Ahora ya cualquiera puede hacer esto. Tan sencillo como ver a Joel Embiid intentando triples para ver que ya no importa la posición, sino que tires bien. Sin embargo, cuando encuentras a un tirador natural, uno que domina ese juego, no puedes evitar comparar.

Ese es Trae Young, un jovencito que salió de la nada para convertirse en uno de los prospectos más importantes de cara al siguiente Draft. Él, Michael Porter Jr. y Luka Doncic son los muchachos que hasta ahora llaman más la atención por su desarrollo y sobre todo, la manera tan espectacular que salieron a la luz.

Trae Young, el siguiente Stephen Curry
Foto: Getty Images

Con Trae las cosas no salieron bien en un inicio. No fue de los jóvenes de preparatoria más buscados y eso le dio una motivación extra, un peso en su espalda para demostrar que era bueno y que valía cada mirada.

Llegó a Oklahoma y rápidamente tomó por sorpresa a todos. Tiene un tiro muy rápido, una manera muy natural de enviar el balón a la canasta desde distancias larguísimas. Lo hace ver fácil, como ahora lo hace en la NBA el mismísimo Stephen Curry.

Por si fuera poco, es un muy buen asistidor, cosa que en la liga profesional también ya es difícil de encontrar. Hay bases old school como John Wall, pero de ahí ya todos son una especie de híbridos que hacen de todo.

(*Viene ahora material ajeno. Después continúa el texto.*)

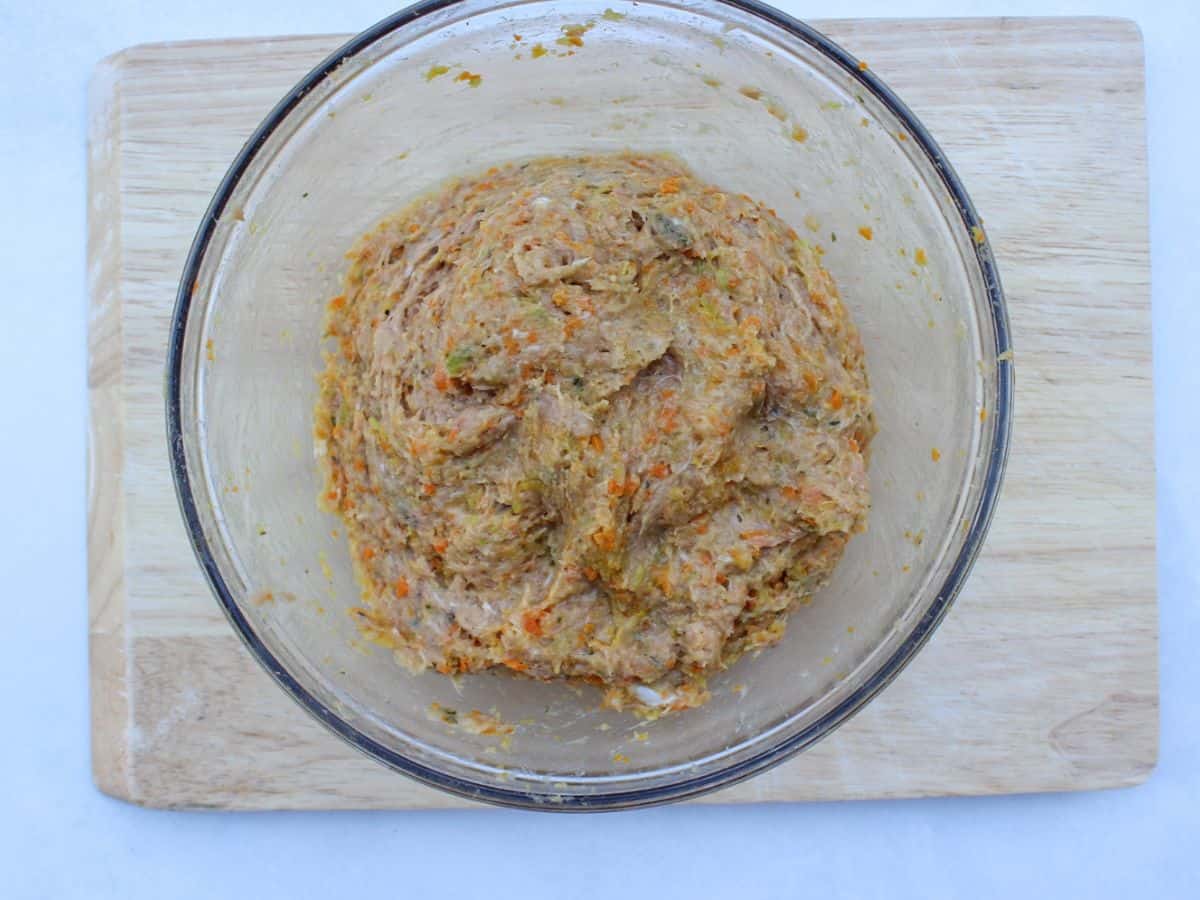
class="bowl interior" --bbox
[173,0,1007,805]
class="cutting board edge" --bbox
[88,17,1159,809]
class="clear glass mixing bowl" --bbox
[167,0,1013,809]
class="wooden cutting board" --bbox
[88,19,1158,809]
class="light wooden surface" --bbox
[89,19,1158,809]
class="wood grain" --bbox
[89,19,1158,809]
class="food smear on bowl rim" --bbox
[314,154,875,715]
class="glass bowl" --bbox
[167,0,1013,809]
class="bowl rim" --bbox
[164,0,1014,811]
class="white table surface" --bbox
[0,0,1200,900]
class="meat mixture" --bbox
[316,155,875,713]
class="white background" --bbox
[0,0,1200,900]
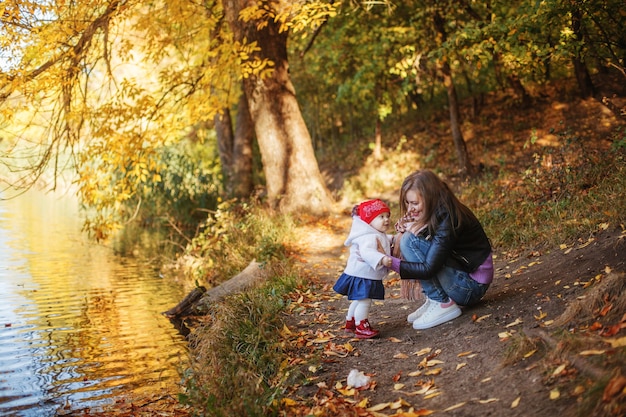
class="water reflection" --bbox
[0,193,187,416]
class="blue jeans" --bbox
[400,232,489,306]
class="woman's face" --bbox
[404,190,425,221]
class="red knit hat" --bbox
[357,199,391,224]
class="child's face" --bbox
[370,213,391,233]
[404,190,425,222]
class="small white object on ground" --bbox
[347,369,370,388]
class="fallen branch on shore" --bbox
[163,260,266,320]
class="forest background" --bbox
[0,0,626,414]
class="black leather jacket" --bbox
[400,205,492,279]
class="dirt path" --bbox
[288,216,626,417]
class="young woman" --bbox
[383,170,493,330]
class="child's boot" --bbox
[344,317,356,333]
[354,319,379,339]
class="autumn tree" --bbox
[0,0,332,237]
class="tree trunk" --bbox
[213,108,234,195]
[434,12,473,175]
[224,0,332,214]
[572,4,595,98]
[232,93,254,198]
[372,117,383,161]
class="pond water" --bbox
[0,191,188,417]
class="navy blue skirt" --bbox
[333,273,385,300]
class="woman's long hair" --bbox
[400,169,472,233]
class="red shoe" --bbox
[354,319,379,339]
[344,317,356,333]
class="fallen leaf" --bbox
[524,349,537,358]
[424,368,442,375]
[511,397,522,408]
[552,364,567,376]
[504,317,523,329]
[357,398,370,408]
[414,348,432,356]
[478,398,500,404]
[579,349,606,356]
[498,332,513,340]
[602,375,626,402]
[475,314,491,323]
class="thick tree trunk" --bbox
[224,0,332,214]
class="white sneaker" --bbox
[406,297,435,323]
[413,300,461,330]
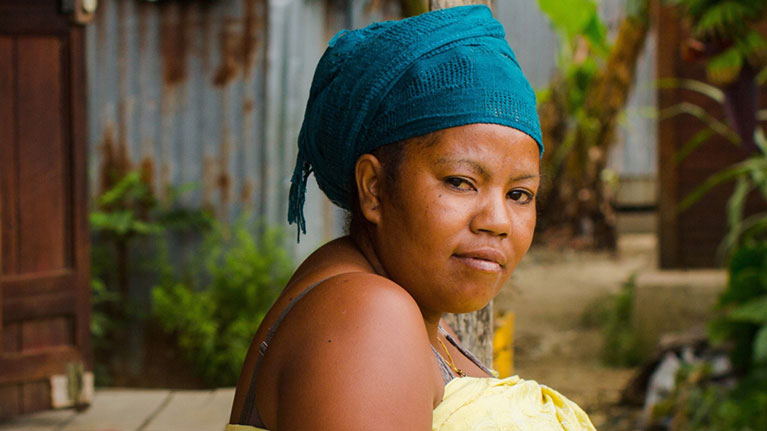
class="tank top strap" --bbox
[239,280,325,427]
[432,326,495,377]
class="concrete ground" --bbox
[0,388,234,431]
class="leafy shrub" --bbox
[583,276,645,367]
[152,222,292,386]
[90,171,213,385]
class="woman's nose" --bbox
[470,193,512,237]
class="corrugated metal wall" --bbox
[495,0,658,205]
[86,0,656,258]
[86,0,399,257]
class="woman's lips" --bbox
[453,249,506,272]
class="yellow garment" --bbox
[224,376,596,431]
[431,376,595,431]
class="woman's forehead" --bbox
[411,124,540,170]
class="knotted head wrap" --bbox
[288,6,543,235]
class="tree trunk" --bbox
[429,0,493,367]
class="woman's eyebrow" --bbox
[511,174,541,181]
[437,158,541,182]
[437,158,490,178]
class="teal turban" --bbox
[288,6,543,235]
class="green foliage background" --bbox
[152,222,293,386]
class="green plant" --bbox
[90,171,212,385]
[669,0,767,85]
[678,123,767,259]
[152,222,292,385]
[598,275,645,367]
[538,0,649,248]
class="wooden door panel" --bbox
[0,0,91,418]
[0,36,16,276]
[16,37,71,274]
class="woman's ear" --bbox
[354,154,383,224]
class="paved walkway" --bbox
[0,388,234,431]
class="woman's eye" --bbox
[445,177,474,190]
[509,190,533,204]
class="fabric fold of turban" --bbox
[288,6,543,240]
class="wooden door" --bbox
[0,0,92,417]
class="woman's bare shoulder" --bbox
[264,272,442,430]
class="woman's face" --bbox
[374,124,540,317]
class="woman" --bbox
[227,6,593,431]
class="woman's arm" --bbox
[260,273,442,431]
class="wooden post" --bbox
[429,0,493,367]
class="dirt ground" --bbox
[494,234,656,431]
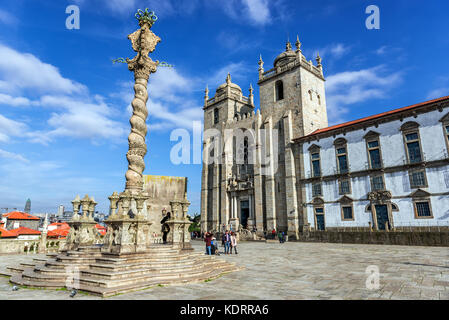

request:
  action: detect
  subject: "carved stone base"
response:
[101,216,152,254]
[230,218,240,232]
[61,219,101,251]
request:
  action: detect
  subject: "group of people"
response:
[265,229,285,243]
[204,230,238,255]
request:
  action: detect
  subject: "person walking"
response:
[221,230,226,249]
[231,232,237,254]
[161,212,171,244]
[204,232,212,255]
[225,230,231,254]
[210,237,217,255]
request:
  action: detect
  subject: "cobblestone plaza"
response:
[0,241,449,300]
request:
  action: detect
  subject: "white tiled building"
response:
[296,97,449,230]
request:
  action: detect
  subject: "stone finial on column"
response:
[108,191,120,218]
[248,83,254,106]
[125,9,161,191]
[316,52,323,73]
[295,35,302,52]
[89,197,98,220]
[204,85,209,106]
[134,192,148,218]
[81,194,90,220]
[72,195,81,220]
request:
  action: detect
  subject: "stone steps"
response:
[81,261,233,279]
[79,262,238,288]
[8,245,239,296]
[79,268,239,297]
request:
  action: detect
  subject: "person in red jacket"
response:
[204,232,212,255]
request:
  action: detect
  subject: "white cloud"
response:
[242,0,270,25]
[0,93,39,107]
[0,114,28,142]
[0,44,86,94]
[0,44,125,144]
[427,87,449,100]
[0,149,29,162]
[326,65,402,124]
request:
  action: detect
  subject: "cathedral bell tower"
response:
[258,37,328,138]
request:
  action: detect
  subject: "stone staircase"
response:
[8,244,241,297]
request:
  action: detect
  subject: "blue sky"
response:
[0,0,449,213]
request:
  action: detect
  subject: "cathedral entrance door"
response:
[375,204,390,230]
[315,208,326,231]
[240,200,249,228]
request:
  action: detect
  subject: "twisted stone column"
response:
[125,11,161,191]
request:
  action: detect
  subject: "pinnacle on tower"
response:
[316,52,322,68]
[259,55,264,79]
[249,83,254,105]
[204,84,209,106]
[295,35,302,51]
[226,73,231,84]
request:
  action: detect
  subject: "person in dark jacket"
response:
[161,212,171,244]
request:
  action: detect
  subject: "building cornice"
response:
[293,96,449,143]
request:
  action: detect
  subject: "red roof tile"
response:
[48,222,70,230]
[47,229,70,238]
[3,211,39,220]
[10,227,41,236]
[0,228,17,238]
[295,96,449,140]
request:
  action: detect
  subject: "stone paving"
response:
[0,241,449,300]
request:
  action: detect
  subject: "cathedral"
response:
[201,39,449,239]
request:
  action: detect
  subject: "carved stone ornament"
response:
[368,191,391,202]
[125,10,161,191]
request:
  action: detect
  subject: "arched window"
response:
[334,138,349,174]
[243,137,248,165]
[275,80,284,101]
[214,108,220,124]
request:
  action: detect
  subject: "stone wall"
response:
[0,239,60,255]
[143,175,187,238]
[299,231,449,247]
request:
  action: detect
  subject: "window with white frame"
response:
[409,169,427,188]
[414,200,433,219]
[338,179,351,194]
[401,121,423,163]
[312,182,323,197]
[371,175,385,191]
[310,150,321,177]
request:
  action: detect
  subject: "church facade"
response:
[201,39,449,239]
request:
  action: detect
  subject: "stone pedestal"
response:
[61,194,101,251]
[101,190,151,254]
[229,218,240,232]
[101,217,151,254]
[167,197,192,250]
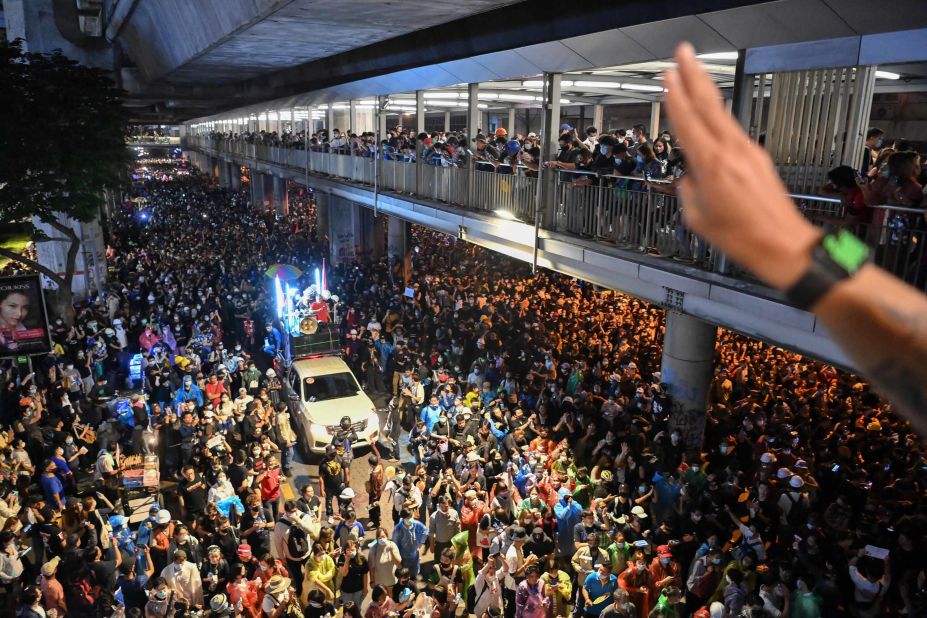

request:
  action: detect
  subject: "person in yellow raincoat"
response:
[541,556,573,618]
[451,530,476,607]
[301,543,336,605]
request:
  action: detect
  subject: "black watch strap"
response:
[785,244,852,310]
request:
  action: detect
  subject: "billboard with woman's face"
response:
[0,275,51,357]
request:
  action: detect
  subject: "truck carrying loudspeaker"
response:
[290,322,341,359]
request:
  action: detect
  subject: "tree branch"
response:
[0,247,64,286]
[42,218,80,290]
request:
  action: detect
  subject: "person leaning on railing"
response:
[664,43,927,436]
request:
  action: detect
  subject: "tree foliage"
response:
[0,39,131,308]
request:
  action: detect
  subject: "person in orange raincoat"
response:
[618,552,658,618]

Tan solo hay que ver el partido contra Northwestern, donde hizo pedazos a su rival…

Sí se parece en su forma de jugar a Steph ¿no? Claro, solo es cuestión de tiempo para que lo demuestre ante figuras como LeBron James o Kevin Durant. La carrera de Curry inició mal por tantas lesiones, la de Young por no ser considerado lo suficientemente bueno.

Este joven puede ser el futuro de la NBA. Falta mucho y quién sabe, en una de esas se queda en el camino, pero de que promete, promete muchísimo.